FIG. 14 is a schematic cross-sectional view showing a manufacturing process of a semiconductor device having a conventional field shield element isolation structure.

FIG. 15 is a schematic cross-sectional view showing a manufacturing process of a semiconductor device having a conventional field shield element isolation structure.

FIG. 16 is a schematic cross-sectional view showing the manufacturing process of the semiconductor device having the conventional field shield element isolation structure.

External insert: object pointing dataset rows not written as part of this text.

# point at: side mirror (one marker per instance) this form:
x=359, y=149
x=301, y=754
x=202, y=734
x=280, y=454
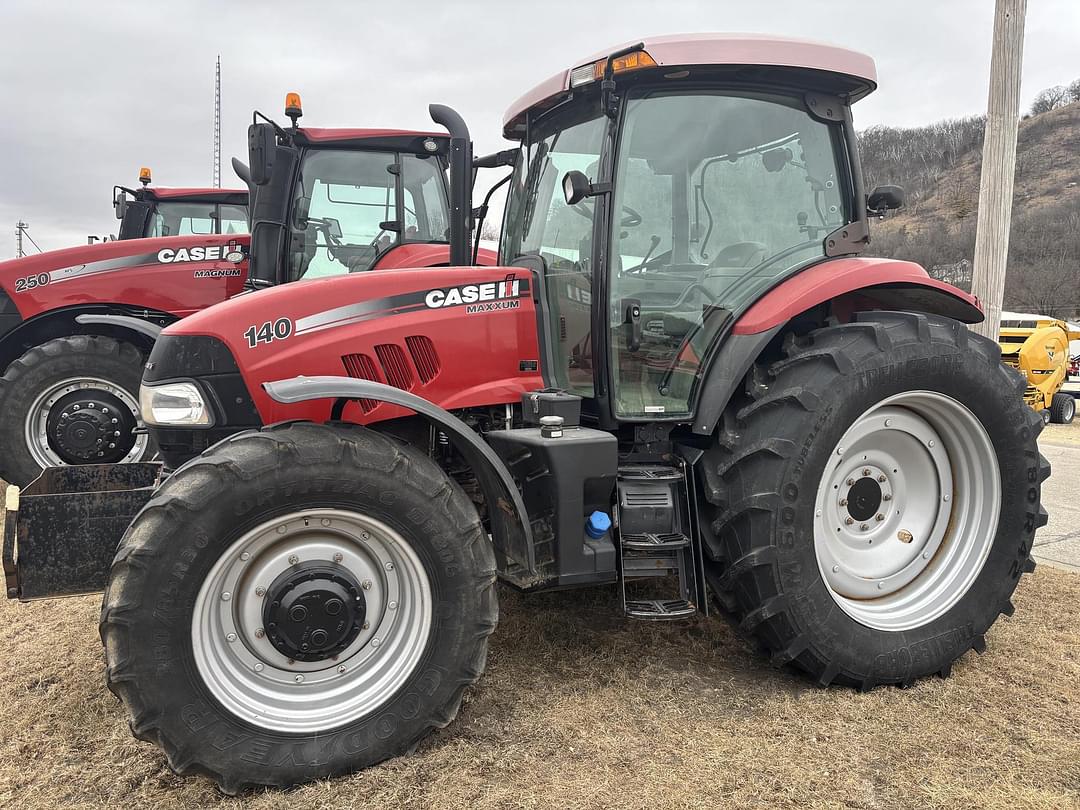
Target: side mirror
x=261, y=144
x=885, y=198
x=576, y=187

FIG. 17 is a schematic cross-sectional view showing a manufacturing process of a semiconductor device having a conventional field shield element isolation structure.

[Explanation of symbols]

 1 silicon substrate 3 polycrystalline silicon film (field shield electrode) 4, 4'silicon oxide film 5 silicon nitride film 6 silicon oxide film (gate insulating film) 7 polycrystalline silicon film (gate electrode) 9 silicon oxide film (sidewall insulation) Membrane) 12 Low concentration diffusion layer 13 High concentration diffusion layer

Claims (2)

[Claims] 1. A conductive film is provided on an element isolation region of a semiconductor substrate via an insulating film, and the potential of the conductive film is fixed to fix the surface potential of the semiconductor substrate in the element isolation region. In the method for manufacturing a semiconductor device described above, a step of sequentially forming a polycrystalline or amorphous silicon film and a silicon nitride film on the semiconductor substrate via the insulating film, the silicon nitride film and the silicon nitride film other than the element isolation region, and A method of manufacturing a semiconductor device, comprising: a step of removing the polycrystalline or amorphous silicon film, respectively, and a step of thereafter thermally oxidizing the side surfaces of the polycrystalline or amorphous silicon film with the silicon nitride film as a mask. . 2. The method according to claim 1, wherein after forming the polycrystalline or amorphous silicon film, a silicon oxide film is formed thereon, and then the silicon nitride film is formed on the silicon oxide film. Item 2. A method of manufacturing a semiconductor device according to item 1.